11:30 AM: Mike Puma of the New York Post spoke to a Mets official who said “no” when asked if the Mets were contemplating cutting Chris Young. That same official called any speculation about Young being cut “wrong.”
Juan Lagares, just about done rehabbing his strained intercostal, is expected to be activated on Thursday. When Lagares is activated, the Mets may do something most felt they’d be hesitant to do this soon: cut the badly struggling Chris Young.
Jun 1, 2014; Philadelphia, PA, USA; New York Mets left fielder Chris Young (1) hits an RBI sacrifice fly during the fourth inning of a game against the Philadelphia Phillies at Citizens Bank Park. Mandatory Credit: Bill Streicher-USA TODAY Sports
Young, 30, hit .200/.280/.379 for the Athletics last year, but the Mets felt that a freakishly low BABIP was partly to blame for Young’s poor overall numbers.
They signed him early in the offseason expecting him to rebound, but Young has struggled again – hitting .201/.284/.313, with four home runs and 17 RBI.
Additionally, Young, who had the reputation of being a plus defender, has played mostly poor defense in the outfield.

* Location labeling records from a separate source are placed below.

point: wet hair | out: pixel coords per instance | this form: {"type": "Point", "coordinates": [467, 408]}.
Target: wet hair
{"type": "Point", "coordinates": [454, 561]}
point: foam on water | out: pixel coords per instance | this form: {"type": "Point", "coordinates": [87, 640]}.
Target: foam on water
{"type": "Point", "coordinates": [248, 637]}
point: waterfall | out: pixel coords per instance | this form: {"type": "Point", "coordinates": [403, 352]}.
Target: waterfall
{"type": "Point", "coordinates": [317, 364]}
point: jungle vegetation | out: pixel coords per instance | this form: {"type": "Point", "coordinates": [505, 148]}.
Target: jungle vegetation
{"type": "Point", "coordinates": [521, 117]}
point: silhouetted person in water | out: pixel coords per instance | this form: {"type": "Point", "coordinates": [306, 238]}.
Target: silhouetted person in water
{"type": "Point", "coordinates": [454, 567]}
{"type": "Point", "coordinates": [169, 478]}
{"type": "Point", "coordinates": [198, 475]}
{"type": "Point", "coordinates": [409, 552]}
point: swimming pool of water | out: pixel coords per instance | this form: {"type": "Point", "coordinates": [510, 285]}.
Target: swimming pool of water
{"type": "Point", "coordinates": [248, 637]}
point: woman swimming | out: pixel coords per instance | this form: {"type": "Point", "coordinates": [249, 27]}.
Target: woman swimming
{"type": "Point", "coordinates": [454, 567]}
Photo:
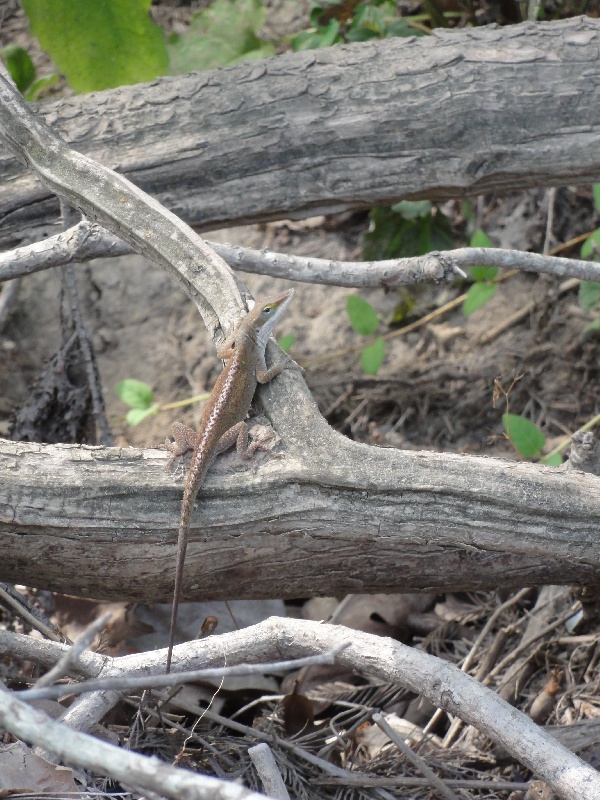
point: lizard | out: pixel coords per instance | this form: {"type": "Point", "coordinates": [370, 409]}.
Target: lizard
{"type": "Point", "coordinates": [222, 424]}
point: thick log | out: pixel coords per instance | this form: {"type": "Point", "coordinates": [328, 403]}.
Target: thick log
{"type": "Point", "coordinates": [102, 522]}
{"type": "Point", "coordinates": [453, 114]}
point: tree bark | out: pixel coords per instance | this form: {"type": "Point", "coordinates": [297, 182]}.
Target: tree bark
{"type": "Point", "coordinates": [453, 114]}
{"type": "Point", "coordinates": [102, 522]}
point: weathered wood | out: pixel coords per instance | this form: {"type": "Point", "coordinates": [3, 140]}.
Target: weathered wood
{"type": "Point", "coordinates": [453, 114]}
{"type": "Point", "coordinates": [102, 522]}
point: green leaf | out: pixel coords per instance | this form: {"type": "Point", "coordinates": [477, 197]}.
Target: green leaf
{"type": "Point", "coordinates": [224, 33]}
{"type": "Point", "coordinates": [393, 236]}
{"type": "Point", "coordinates": [591, 246]}
{"type": "Point", "coordinates": [480, 239]}
{"type": "Point", "coordinates": [483, 273]}
{"type": "Point", "coordinates": [525, 437]}
{"type": "Point", "coordinates": [596, 193]}
{"type": "Point", "coordinates": [39, 86]}
{"type": "Point", "coordinates": [552, 461]}
{"type": "Point", "coordinates": [402, 28]}
{"type": "Point", "coordinates": [136, 394]}
{"type": "Point", "coordinates": [99, 44]}
{"type": "Point", "coordinates": [286, 342]}
{"type": "Point", "coordinates": [324, 36]}
{"type": "Point", "coordinates": [477, 296]}
{"type": "Point", "coordinates": [371, 357]}
{"type": "Point", "coordinates": [20, 66]}
{"type": "Point", "coordinates": [363, 316]}
{"type": "Point", "coordinates": [136, 415]}
{"type": "Point", "coordinates": [589, 295]}
{"type": "Point", "coordinates": [411, 209]}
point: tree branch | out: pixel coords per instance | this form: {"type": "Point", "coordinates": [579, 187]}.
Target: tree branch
{"type": "Point", "coordinates": [87, 240]}
{"type": "Point", "coordinates": [441, 683]}
{"type": "Point", "coordinates": [328, 517]}
{"type": "Point", "coordinates": [350, 127]}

As Adam Rubin wrote in his report, Young’s days with the Mets “are numbered,” and the club is serious about making a move sooner rather than later. Cutting Young would mean the Mets eating the remainder of his $7.25 million salary, which the club is comfortable with.
If the Mets opt to keep Young beyond Thursday, the players most likely to lose his roster spot when Lagares returns in Kirk Nieuwenhuis.
Most felt that the Mets wouldn’t cut Young this quickly, but his poor play – on both sides of the ball – certainly merits it.
In past seasons, the Mets would allow more rope, but there are a few factors that may lead the Mets to give up on Young.
The first, is that upon Lagares’ return, Young would most likely become a bit player. Curtis Granderson and Juan Lagares will play nearly every day, and both Bobby Abreu, Eric Young, Jr., and Kirk Nieuwenhuis are all much more deserving of playing time than Chris Young.
The second, is the fact that Young was only signed for 2014. Cutting him won’t lead to a sunk cost for the Mets in 2015 and beyond.
Cutting Young this early would be a bit of a departure for the Mets, but it would also be a sign that the club is serious about performance being the deciding factor.